3-39.2 REQUIREMENTS FOR LOCAL POLICIES AND PROCEDURES
- Required Training. Service Units will develop local training and requirements for facility personnel or refer to outside/third party training.
- Accountability. A local ASP Team will be established to be accountable for stewardship activities. The ASP Team will be approved by the CEO and CD and consist of, at a minimum, a primary care provider, pharmacist, nursing representative, infection preventionist, and laboratory representative.

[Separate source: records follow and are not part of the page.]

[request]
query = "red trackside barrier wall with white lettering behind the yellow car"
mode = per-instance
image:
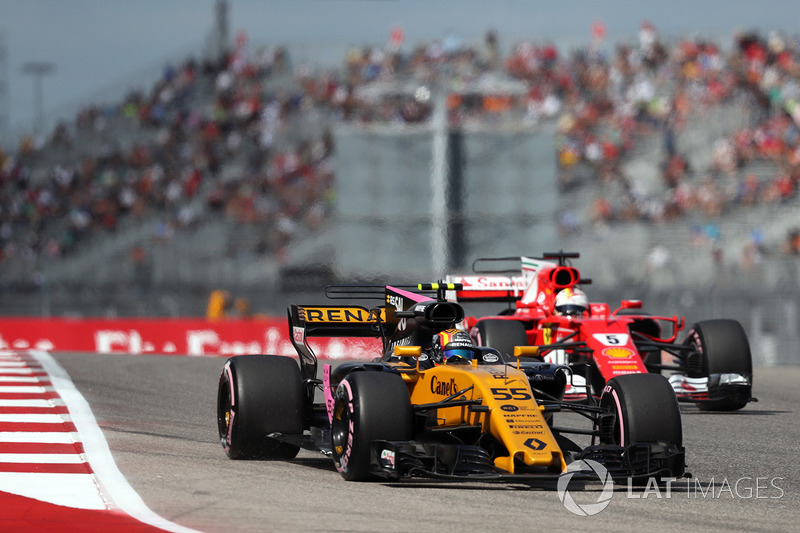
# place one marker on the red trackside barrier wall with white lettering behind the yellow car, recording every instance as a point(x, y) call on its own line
point(181, 336)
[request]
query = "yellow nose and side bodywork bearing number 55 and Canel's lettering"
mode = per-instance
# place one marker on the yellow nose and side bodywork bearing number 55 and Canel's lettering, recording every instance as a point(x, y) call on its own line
point(513, 416)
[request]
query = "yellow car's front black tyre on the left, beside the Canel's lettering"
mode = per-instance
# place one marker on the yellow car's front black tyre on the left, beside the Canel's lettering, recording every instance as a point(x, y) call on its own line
point(368, 406)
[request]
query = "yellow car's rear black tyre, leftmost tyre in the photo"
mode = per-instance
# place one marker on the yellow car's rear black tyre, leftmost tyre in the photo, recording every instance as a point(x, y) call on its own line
point(259, 395)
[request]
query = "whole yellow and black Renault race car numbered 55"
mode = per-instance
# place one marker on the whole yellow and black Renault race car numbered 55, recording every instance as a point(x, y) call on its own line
point(405, 414)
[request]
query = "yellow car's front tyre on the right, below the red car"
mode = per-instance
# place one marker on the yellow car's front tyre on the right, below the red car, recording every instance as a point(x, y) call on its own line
point(646, 410)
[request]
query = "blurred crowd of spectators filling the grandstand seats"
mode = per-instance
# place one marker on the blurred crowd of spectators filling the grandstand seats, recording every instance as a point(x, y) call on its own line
point(249, 137)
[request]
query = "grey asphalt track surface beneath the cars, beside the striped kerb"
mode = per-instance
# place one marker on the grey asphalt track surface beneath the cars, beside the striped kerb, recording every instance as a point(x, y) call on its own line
point(158, 416)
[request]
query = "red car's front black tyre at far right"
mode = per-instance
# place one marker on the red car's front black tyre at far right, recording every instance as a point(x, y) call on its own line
point(724, 349)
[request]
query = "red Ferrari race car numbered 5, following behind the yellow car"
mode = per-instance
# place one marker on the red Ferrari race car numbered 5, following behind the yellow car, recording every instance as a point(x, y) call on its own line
point(710, 366)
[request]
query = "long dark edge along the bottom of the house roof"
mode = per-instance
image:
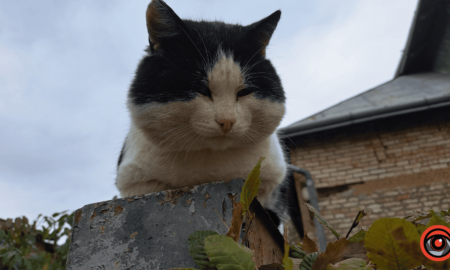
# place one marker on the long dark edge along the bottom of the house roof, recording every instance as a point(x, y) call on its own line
point(351, 119)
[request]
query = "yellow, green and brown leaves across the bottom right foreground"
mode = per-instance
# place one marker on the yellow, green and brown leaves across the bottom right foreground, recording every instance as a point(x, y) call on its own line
point(390, 243)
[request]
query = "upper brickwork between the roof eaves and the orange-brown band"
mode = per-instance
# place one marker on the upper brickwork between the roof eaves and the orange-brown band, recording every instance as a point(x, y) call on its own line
point(352, 156)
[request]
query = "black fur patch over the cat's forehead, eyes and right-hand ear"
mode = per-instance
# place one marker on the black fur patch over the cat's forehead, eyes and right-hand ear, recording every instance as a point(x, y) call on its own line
point(179, 66)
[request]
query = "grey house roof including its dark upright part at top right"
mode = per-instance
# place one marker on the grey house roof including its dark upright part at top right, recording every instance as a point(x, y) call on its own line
point(422, 80)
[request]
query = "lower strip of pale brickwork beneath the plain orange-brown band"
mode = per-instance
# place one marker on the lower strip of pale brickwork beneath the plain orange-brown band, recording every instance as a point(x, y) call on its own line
point(340, 209)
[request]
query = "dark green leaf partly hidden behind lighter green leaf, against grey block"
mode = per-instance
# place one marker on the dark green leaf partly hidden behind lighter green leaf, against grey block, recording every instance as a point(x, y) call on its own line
point(196, 245)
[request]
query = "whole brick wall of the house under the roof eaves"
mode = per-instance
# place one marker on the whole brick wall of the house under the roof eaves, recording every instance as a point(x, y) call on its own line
point(388, 166)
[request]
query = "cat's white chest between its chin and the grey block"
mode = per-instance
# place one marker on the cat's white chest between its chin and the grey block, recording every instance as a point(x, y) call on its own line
point(143, 162)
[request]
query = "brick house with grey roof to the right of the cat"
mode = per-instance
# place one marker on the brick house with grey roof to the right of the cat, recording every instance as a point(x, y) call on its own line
point(386, 150)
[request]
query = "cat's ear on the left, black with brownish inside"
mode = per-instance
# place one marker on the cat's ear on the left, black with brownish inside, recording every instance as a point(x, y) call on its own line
point(162, 24)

- De-escalation Protocols. Service Unit policy will define if and when each of the following de-escalation protocols will be implemented:
- Optimizing the Use of Diagnostic Testing
- An Antibiotic Review Process, or ATO for antibiotics prescribed in the facility
- Local Resistance Patterns Antibiogram
- Dose Optimization
- Preferred Route of Administration
- Duration of Therapy
- Duplication of Therapy
- Drug Interactions
- Potential for Toxicity
- IV to PO Conversion
- Pharmacokinetic Service
- Renal Dosing Protocols
- Automatic Stop Orders
- Surveillance. Service Unit policies and procedures will define how and when surveillance should occur, but at a minimum should include:
- Monitoring of antibiotic usage patterns on a regular basis.
- Obtaining and reviewing antibiograms, at least yearly, for regional and/or institutional trends of resistance.

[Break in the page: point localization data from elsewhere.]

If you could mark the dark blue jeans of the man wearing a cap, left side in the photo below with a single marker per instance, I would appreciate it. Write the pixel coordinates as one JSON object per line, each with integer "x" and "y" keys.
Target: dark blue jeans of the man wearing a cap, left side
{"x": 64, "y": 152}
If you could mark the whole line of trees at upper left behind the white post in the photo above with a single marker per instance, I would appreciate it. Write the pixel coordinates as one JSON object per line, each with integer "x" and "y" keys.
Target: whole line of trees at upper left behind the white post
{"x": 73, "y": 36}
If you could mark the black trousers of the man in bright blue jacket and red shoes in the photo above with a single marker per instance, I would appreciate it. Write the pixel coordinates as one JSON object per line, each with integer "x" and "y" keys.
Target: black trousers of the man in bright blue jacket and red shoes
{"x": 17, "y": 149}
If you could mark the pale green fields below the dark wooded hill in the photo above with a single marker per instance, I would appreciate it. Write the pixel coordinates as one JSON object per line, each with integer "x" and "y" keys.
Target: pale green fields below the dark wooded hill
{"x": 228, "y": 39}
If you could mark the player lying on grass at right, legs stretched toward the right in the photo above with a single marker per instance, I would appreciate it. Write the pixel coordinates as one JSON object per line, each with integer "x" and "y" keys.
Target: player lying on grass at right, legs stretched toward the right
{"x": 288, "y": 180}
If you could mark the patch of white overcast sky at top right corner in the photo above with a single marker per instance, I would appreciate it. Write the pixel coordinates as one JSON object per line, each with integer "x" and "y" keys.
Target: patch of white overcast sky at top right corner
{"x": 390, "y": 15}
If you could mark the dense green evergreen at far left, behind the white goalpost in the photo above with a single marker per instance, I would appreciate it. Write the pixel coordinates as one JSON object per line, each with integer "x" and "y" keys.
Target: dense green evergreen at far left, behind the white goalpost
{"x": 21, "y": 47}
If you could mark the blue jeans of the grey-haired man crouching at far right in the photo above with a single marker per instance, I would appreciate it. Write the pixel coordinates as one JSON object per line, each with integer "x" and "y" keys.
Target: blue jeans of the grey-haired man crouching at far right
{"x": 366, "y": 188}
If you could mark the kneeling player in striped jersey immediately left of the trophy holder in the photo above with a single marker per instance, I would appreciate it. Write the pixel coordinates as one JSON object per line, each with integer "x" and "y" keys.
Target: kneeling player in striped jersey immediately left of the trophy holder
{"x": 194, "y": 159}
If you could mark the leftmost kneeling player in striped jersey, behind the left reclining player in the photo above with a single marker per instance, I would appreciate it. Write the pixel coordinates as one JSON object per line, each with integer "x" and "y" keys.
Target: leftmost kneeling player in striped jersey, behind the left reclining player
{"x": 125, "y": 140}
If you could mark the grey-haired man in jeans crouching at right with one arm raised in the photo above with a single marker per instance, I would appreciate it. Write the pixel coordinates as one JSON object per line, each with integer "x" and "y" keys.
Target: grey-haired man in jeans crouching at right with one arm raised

- Monitoring antibiotic resistance patterns (Methicillin-Resistant Staphylococcus areus (MRSA), Vancomycin-Resistant Enterococci (VRE), Extended spectrum beta-lactamases (ESBL), Carbapenem-Resistant Enterobacteriaceae (CRE), etc.) and Clostridium difficile infections.
- Tracking of MDROs.
- Types of antibiotic ordered, route of administration, and duration of therapy.
- Monitoring the appropriateness of diagnostic testing (e.g., cultures and sensitivity) prior to initiating antimicrobial therapy.
- Antibiotic usage data including (but not limited to) numbers of antibiotics prescribed (e.g., days of therapy) and the number of patients treated each month.
- All required CDC National Healthcare Safety Network metrics to report (applicable only to Acute Care Hospitals/Facilities, Ambulatory Surgery Centers, Long-term Acute Care Facilities, Long-term Care Facilities, Outpatient Dialysis Facilities, Inpatient Rehabilitation Facilities, and Home Dialysis Facilities).
- Reporting. The ASP Team will define how and when to review and report findings to the Pharmacy and Therapeutics Committee who will then provide feedback, as appropriate, to the medical staff and/or other applicable committees (e.g., Area Governing Board, Infection Control Committee, Quality Assurance/Performance Improvement program, etc.) regarding:
- Antibiotics prescribed (e.g., days of therapy) and patients treated with antibiotics each month.
- Patients on antibiotics that did not meet criteria for active infection.
- Antibiotics prescribed not meeting local antimicrobial guidelines.
- As applicable, individual ordering of cultures and sensitivity tests, antimicrobials prescribed, IV to PO conversions, and durations of therapy.
- The ASP Team, in collaboration with laboratory staff who provide microbiological diagnostic services, test utilization and integration of diagnostic stewardship into their routine work and MDRO trends.
- Electronic Health Record (EHR) Order Sets. Service units will include, within their EHR, order sets to guide appropriate antibiotic use. Order sets will be:
- Based on best practices as defined by the local ASP team.
- Reviewed annually, at a minimum, for continued appropriateness.